Summary
Democratic Republic of Congo (DRC) declared their tenth outbreak of Ebola in 40 years on 1 August 2018. The outbreak is centred in the northeast of the country. With the number of cases passing 1,000, it is now by far the country's largest-ever Ebola outbreak. It is also the second-biggest Ebola epidemic ever recorded, behind the West Africa outbreak of 2014-2016.
On 11 June 2019, Uganda announced that three people had been positively diagnosed with Ebola, the first cross-border cases since the outbreak began.
Latest figures - information as of 16 June 2019; figures provided by DRC Ministry of Health.
- 2,148 TOTAL CASES
- 2,054 CONFIRMED CASES
- 1,440 CONFIRMED DEATHS
Retrospective investigations point to a possible start of the outbreak back in May 2018 – around the same time as the Equateur outbreak earlier in the year. There is no connection or link between the two outbreaks.
The delay in the alert and subsequent response can be attributed to several factors, including a breakdown of the surveillance system due to the security context (there are limitations on movement, and access is difficult) and a strike by the health workers of the area which began in May, due to non-payment of salaries.
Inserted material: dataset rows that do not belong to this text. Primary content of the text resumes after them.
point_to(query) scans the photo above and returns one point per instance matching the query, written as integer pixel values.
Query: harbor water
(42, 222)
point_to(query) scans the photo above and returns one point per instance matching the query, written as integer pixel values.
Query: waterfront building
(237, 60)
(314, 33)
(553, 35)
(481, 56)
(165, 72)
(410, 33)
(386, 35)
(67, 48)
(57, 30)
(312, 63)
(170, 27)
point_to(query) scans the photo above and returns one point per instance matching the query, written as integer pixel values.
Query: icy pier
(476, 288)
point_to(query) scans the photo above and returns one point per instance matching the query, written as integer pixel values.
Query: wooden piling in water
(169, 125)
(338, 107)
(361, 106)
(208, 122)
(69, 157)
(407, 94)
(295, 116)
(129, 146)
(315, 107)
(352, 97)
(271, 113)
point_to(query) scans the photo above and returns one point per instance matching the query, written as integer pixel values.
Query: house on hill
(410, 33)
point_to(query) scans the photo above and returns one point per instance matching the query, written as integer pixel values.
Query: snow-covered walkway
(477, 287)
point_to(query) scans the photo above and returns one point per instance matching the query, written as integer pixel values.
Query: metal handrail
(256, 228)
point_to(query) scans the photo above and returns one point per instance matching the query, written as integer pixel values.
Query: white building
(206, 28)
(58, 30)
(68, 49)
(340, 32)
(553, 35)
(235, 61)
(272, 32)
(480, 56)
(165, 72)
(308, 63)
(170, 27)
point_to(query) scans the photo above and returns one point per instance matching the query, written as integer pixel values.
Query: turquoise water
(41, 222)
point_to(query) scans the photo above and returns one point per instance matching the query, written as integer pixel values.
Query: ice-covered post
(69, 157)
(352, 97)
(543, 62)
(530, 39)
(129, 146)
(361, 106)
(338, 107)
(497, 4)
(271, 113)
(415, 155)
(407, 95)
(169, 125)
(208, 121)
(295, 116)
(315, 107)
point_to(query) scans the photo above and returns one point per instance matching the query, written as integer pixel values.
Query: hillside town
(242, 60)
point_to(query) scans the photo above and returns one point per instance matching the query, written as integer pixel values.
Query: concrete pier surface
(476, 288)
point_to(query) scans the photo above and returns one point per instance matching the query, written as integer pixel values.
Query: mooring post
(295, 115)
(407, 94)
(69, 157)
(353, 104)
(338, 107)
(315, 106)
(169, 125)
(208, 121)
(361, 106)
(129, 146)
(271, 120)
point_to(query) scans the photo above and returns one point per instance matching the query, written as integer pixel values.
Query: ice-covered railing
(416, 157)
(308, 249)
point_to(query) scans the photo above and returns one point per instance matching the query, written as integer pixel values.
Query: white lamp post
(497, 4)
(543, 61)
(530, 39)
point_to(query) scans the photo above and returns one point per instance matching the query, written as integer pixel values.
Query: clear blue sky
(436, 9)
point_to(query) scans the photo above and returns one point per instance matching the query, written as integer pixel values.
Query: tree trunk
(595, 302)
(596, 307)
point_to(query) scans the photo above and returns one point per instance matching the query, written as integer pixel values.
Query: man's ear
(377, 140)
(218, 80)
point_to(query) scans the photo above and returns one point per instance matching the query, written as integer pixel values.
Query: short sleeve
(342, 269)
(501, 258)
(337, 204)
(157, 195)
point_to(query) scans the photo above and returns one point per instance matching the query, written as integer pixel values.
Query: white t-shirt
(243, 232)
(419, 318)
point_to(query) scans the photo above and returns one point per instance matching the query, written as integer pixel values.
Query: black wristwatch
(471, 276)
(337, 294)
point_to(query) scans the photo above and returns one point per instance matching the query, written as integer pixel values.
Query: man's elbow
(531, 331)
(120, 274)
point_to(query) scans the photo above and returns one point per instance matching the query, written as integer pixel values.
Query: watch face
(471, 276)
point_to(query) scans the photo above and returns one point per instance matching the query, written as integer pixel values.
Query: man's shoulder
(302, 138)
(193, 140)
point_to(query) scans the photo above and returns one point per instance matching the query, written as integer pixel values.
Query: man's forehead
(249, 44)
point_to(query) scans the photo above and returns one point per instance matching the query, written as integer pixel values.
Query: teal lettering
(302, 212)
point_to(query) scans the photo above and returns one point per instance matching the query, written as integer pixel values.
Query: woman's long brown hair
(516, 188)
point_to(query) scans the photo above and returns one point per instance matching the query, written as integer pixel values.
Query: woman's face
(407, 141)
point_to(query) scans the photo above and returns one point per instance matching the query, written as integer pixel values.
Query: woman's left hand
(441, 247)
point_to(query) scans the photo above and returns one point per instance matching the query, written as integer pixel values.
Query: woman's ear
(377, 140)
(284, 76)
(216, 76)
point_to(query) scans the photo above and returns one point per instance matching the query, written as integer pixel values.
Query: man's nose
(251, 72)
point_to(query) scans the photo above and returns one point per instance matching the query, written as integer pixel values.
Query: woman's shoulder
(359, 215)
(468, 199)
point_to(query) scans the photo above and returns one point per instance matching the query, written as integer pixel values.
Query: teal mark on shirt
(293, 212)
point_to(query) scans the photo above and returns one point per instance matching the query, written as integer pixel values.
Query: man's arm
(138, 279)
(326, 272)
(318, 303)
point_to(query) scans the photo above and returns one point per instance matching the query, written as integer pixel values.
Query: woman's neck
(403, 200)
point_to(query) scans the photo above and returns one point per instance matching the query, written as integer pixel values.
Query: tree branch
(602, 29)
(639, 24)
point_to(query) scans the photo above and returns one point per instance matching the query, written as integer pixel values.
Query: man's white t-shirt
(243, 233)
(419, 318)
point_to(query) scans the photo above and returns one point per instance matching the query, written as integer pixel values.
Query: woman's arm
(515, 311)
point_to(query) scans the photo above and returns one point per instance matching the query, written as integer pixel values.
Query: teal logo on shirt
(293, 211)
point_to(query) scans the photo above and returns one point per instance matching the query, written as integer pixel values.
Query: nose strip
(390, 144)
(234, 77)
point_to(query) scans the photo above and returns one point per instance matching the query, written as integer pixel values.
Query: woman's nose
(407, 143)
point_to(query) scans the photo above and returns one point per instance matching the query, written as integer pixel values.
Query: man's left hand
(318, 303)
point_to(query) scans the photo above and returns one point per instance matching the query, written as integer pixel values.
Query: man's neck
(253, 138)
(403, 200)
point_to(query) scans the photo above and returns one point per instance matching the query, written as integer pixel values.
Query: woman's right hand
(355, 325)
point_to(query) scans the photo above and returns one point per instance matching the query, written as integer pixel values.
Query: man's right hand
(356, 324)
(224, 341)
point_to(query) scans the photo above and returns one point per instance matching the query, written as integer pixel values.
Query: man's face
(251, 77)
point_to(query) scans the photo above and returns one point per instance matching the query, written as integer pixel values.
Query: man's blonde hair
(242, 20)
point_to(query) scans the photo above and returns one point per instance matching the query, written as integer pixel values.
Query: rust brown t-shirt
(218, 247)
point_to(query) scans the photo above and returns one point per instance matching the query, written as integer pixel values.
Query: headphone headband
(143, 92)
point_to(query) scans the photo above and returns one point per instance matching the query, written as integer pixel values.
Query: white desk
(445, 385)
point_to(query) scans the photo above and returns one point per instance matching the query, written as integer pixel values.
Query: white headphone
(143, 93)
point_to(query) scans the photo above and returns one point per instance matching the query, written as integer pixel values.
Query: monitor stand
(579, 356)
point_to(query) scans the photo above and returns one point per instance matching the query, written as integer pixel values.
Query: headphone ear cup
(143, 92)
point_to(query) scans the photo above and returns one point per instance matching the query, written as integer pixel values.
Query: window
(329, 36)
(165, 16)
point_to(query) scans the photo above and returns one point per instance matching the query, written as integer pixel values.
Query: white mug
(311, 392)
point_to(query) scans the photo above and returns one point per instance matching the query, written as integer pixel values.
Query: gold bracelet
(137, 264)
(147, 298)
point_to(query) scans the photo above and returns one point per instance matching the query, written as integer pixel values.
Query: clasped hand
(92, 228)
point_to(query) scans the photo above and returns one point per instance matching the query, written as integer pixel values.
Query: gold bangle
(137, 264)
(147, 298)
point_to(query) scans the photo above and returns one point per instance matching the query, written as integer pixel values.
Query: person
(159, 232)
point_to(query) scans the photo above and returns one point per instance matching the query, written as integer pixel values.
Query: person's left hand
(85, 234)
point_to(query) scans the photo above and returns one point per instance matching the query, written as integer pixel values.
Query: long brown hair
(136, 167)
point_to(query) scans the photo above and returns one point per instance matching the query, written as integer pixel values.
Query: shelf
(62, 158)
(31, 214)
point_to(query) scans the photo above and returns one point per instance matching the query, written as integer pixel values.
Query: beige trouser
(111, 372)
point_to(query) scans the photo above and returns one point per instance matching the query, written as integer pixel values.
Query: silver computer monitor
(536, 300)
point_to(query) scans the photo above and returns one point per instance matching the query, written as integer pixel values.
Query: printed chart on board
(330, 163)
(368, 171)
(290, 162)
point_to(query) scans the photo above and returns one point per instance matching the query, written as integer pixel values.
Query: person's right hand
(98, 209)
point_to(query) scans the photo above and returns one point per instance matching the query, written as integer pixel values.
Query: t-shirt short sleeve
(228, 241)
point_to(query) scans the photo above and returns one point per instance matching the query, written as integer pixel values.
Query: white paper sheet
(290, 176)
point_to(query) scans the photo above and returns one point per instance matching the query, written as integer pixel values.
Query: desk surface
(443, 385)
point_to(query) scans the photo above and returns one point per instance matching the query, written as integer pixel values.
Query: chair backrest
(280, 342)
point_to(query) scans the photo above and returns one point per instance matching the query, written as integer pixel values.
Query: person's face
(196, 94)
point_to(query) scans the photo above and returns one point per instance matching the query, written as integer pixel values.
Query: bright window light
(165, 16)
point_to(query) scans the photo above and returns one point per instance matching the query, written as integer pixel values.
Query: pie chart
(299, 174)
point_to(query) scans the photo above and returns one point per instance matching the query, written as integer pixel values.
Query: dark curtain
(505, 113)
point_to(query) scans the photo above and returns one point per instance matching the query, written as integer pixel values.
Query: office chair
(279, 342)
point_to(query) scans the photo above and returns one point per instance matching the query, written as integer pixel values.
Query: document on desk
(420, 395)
A person died at home after presenting symptoms of haemorrhagic fever. Family members of that person developed the same symptoms and also died. A joint Ministry of Health/World Health Organization (WHO) investigation on site found six more suspect cases, of which four tested positive. This result led to the declaration of the outbreak.
The national laboratory (INRB) confirmed on 7 August that the current outbreak is of the Zaire Ebola virus, the most deadly strain and the same one that affected West Africa during the 2014-2016 outbreak. Zaire Ebola was also the virus found in the outbreak in Equateur province, in western DRC earlier in 2018, although a different strain than is affecting the current outbreak.